Further development is dependent on HUD receiving a Conditional No Further Action (CNFA) letter from the State Department of Health (DOH) before Native American Housing Assistance and Self Determination Act (NAHASDA) Title VIII moneys can be used on Formerly Used Defense Sites (FUDS), according to Paula Aila, DHHL’s information &community relations officer.

“The DHHL’s timeline for awards has been stymied for three years because of the UXO issue and working through the issues like the CNFA letter,” Aila said. “Ordnance removal started several years ago but was not completed due to exception areas (obstructions) that precluded UXO investigation.”

Looking at the bigger picture, Lalamilo Phase 2A is one of 22 areas spread out over nearly 100,000 acres in the region that the DOH is currently reviewing.

“Issues we’re facing are the maneuver area, munitions clean-up and toxic chemical disposals in an old landfill from near the turn of the century,” Steven Mow said, DOH’s supervisor of the site discovery assessment and mediation section. “HUD sent out a letter in January 2017 asking for the DOH letter.

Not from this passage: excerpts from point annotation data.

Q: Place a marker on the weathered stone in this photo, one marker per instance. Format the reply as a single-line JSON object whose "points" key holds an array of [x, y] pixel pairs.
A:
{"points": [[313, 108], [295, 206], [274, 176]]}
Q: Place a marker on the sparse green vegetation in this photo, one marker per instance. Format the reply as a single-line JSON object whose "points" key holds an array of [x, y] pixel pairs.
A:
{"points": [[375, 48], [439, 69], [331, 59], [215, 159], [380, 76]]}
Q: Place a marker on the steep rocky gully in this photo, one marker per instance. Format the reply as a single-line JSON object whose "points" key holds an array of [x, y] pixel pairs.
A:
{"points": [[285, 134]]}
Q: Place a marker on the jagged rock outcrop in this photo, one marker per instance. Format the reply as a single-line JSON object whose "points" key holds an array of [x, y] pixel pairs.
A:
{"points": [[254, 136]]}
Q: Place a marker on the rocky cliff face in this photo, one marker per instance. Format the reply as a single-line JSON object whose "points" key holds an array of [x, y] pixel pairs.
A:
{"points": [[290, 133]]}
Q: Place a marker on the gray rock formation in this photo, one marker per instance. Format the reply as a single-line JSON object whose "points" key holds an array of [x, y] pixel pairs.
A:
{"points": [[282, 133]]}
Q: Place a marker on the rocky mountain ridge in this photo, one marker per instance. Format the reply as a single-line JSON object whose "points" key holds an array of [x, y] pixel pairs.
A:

As a state we review reports such as these to make sure they comply. We’re trying to work out if we can issue the letter.”

To do so, DOH is preparing an environmental report.

“We’ve sent it for approval to the deputy director of environmental health and it will have to then be reviewed by the attorney general. Once approved, as a department it will be posted online and we can then meet with the different developments before the CNFA letter can be issued, in hopes that HUD sees that as a site closure,” Mow added.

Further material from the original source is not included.